For our last little tip of the year, we’d like to give you a little something non-drink related. Perhaps you haven’t bought all your Christmas presents yet or maybe you don’t even plan on buying them. A little DIY in your future? Look no further. Food52 has an easy recipe for homemade salve that heals cracked, chapped, and dry winter hands. Perfect for that special person in your life, who spends too much time soaking their hands in dishwasher water. Happy holidays!
1) North Korean Drinking Habits
In The Guardian’s ongoing effort to inform the world about the habits of everyday North Koreans, Je Son Lee wrote an article about the drinking habits of her countrymen. North Korea saw a shift occur between 2000 and 2010. After coming into contact with Chinese and South Korean, North Koreans began eating (and drinking) outside of the home more. “There are also some kiosks at North Korean markets where people drink, although they have to do this secretly as it is illegal to sell booze in open markets”. The country’s alcohol can be divided into two categories, “Number One (made exclusively for the ruling Kim) and “Number Two”, which is fit to serve the masses. Fun fact: “You cannot buy Number One booze from the market, although you can get hold of it if you’re well-connected”. Though brewing and distilling at home is not permitted, many people still continue the tradition. “The most widely used ingredients were potatoes and corn”. Son Lee’s mother also sold her own liquor. Can a country where “beer is considered a soft drink and both adults and children would drink it” really be that bad?

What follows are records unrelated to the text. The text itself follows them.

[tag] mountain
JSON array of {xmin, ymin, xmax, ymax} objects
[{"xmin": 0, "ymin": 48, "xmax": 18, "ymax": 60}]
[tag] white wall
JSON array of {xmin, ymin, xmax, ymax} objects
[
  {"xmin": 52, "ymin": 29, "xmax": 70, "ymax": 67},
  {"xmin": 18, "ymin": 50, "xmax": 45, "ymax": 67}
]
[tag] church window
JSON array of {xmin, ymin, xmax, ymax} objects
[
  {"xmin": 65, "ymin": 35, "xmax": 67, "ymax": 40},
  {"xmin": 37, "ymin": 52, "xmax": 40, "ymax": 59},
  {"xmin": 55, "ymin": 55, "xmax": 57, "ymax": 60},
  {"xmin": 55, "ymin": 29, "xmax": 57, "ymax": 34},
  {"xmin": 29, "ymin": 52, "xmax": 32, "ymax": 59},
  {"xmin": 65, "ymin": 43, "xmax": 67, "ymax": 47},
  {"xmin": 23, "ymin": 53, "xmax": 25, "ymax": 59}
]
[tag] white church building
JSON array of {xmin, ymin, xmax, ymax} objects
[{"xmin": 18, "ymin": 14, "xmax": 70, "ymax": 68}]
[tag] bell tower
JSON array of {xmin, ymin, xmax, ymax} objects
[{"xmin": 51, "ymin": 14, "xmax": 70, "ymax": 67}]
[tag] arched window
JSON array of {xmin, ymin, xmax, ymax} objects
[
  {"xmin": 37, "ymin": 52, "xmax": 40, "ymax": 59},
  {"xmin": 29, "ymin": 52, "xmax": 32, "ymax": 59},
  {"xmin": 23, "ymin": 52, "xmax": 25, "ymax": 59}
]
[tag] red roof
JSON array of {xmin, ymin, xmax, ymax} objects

2) Elephant Gin’s Sloe Gin
Just in time for Christmas Elephant Gin has released a new variation of its London Dry. Limited to only 999 bottles per batch the Elephant Sloe Gin promises to unite the taste of the London Dry with typical sloe aromas. Compared to other sloe gin the Elephant version is relatively low in sugar and, at 35% ABV, high in alcohol. The warm, reddish tone promises a vibrant cocktail. Available from now on.
3) Jeff Koons Sued over Gordon’s Gin Ad
Back in the 1980s pop artist Jeff Koons created a series of paintings called “Luxury and Degradation”, in one of those he used an image from a Gordon’s gin ad. Now the photographer of the campaign, Mitchel Gray as “filed a lawsuit against Koons over his artwork ‘I could go for something Gordon’s’”, as reported by The Spirits Business. Though copyright claims are usually only valid for three years, an exception can be made if the plaintiff has not been aware of the alleged infringement. “Gray, who claims he was not aware of Koons’s work until recently, is also taking legal action against New York-based auction house Phillips Auctioneers, which sold the print for US$2.8m in 2008”.

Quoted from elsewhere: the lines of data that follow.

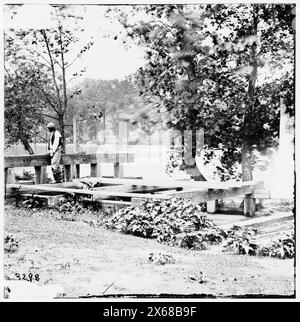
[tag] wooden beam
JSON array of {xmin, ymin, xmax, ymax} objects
[
  {"xmin": 4, "ymin": 153, "xmax": 134, "ymax": 168},
  {"xmin": 7, "ymin": 183, "xmax": 170, "ymax": 200},
  {"xmin": 95, "ymin": 177, "xmax": 264, "ymax": 190},
  {"xmin": 114, "ymin": 162, "xmax": 124, "ymax": 178},
  {"xmin": 91, "ymin": 163, "xmax": 101, "ymax": 178}
]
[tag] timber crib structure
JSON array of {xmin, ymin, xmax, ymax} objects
[{"xmin": 4, "ymin": 153, "xmax": 269, "ymax": 216}]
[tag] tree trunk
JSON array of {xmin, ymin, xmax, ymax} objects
[
  {"xmin": 21, "ymin": 139, "xmax": 34, "ymax": 154},
  {"xmin": 242, "ymin": 4, "xmax": 259, "ymax": 181},
  {"xmin": 242, "ymin": 142, "xmax": 253, "ymax": 181},
  {"xmin": 58, "ymin": 114, "xmax": 66, "ymax": 153}
]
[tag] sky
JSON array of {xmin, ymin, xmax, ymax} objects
[{"xmin": 4, "ymin": 4, "xmax": 144, "ymax": 81}]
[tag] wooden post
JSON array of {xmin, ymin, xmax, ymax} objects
[
  {"xmin": 4, "ymin": 168, "xmax": 15, "ymax": 184},
  {"xmin": 114, "ymin": 162, "xmax": 124, "ymax": 178},
  {"xmin": 91, "ymin": 163, "xmax": 101, "ymax": 178},
  {"xmin": 64, "ymin": 164, "xmax": 72, "ymax": 182},
  {"xmin": 73, "ymin": 117, "xmax": 79, "ymax": 153},
  {"xmin": 34, "ymin": 166, "xmax": 42, "ymax": 184},
  {"xmin": 41, "ymin": 166, "xmax": 47, "ymax": 183},
  {"xmin": 244, "ymin": 193, "xmax": 255, "ymax": 217},
  {"xmin": 206, "ymin": 189, "xmax": 217, "ymax": 214},
  {"xmin": 75, "ymin": 164, "xmax": 80, "ymax": 179}
]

4) Diageo Rolls Out Consumer Trial of Johnnie Walker Connected Bottles
Sex no longer sells (well, it does – just not as much as it used to) and instead, personalized messaging has taken over the throne when it comes to marketing gags. Diageo has jumped on the bandwagon with its Johnnie Walker Blue Label connected bottle prototype. F&B News reports that in November 500 bottles went on sale in Thailand, “to test out the technology’s ability to push personalised messages”. The bottles are “kitted out with Near Field Communications (NFC) to show targeted messages and exclusive content to people using their smartphones”.

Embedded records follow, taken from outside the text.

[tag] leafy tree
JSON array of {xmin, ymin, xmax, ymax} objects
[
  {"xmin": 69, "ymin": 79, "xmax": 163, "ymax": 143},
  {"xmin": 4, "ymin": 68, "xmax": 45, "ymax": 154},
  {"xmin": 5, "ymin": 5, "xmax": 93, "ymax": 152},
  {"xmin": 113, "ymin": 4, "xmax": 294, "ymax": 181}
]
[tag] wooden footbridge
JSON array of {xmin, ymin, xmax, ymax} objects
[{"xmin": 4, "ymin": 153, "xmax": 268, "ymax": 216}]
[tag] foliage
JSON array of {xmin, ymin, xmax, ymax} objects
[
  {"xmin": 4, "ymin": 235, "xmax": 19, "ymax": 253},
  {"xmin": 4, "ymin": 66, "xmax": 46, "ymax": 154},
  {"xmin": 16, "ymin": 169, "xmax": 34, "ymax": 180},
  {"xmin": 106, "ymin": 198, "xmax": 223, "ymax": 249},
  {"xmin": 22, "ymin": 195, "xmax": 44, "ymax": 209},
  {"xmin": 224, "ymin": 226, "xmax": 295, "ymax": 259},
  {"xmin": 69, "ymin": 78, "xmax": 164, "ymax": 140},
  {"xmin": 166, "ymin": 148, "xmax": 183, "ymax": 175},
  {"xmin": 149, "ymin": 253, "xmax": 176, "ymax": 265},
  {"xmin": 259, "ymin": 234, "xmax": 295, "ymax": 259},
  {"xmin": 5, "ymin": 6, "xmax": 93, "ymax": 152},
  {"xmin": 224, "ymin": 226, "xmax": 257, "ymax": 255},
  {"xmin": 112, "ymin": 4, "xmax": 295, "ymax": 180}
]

To make this possible, Diageo has partnered with Selinko, which relies on a patent pending capSeal tag technology to detect if a bottle has been opened or not. Introduced at this year’s Mobile World Congress Johnnie Walker isn’t the only label exploring this marketing strategy. “ Rémy Martin unveiled its ‘tamper-proof’ Club Connect bottle in China this autumn, while Absolut is planning trials to turn its bottle into a media channel via the Internet of Things”.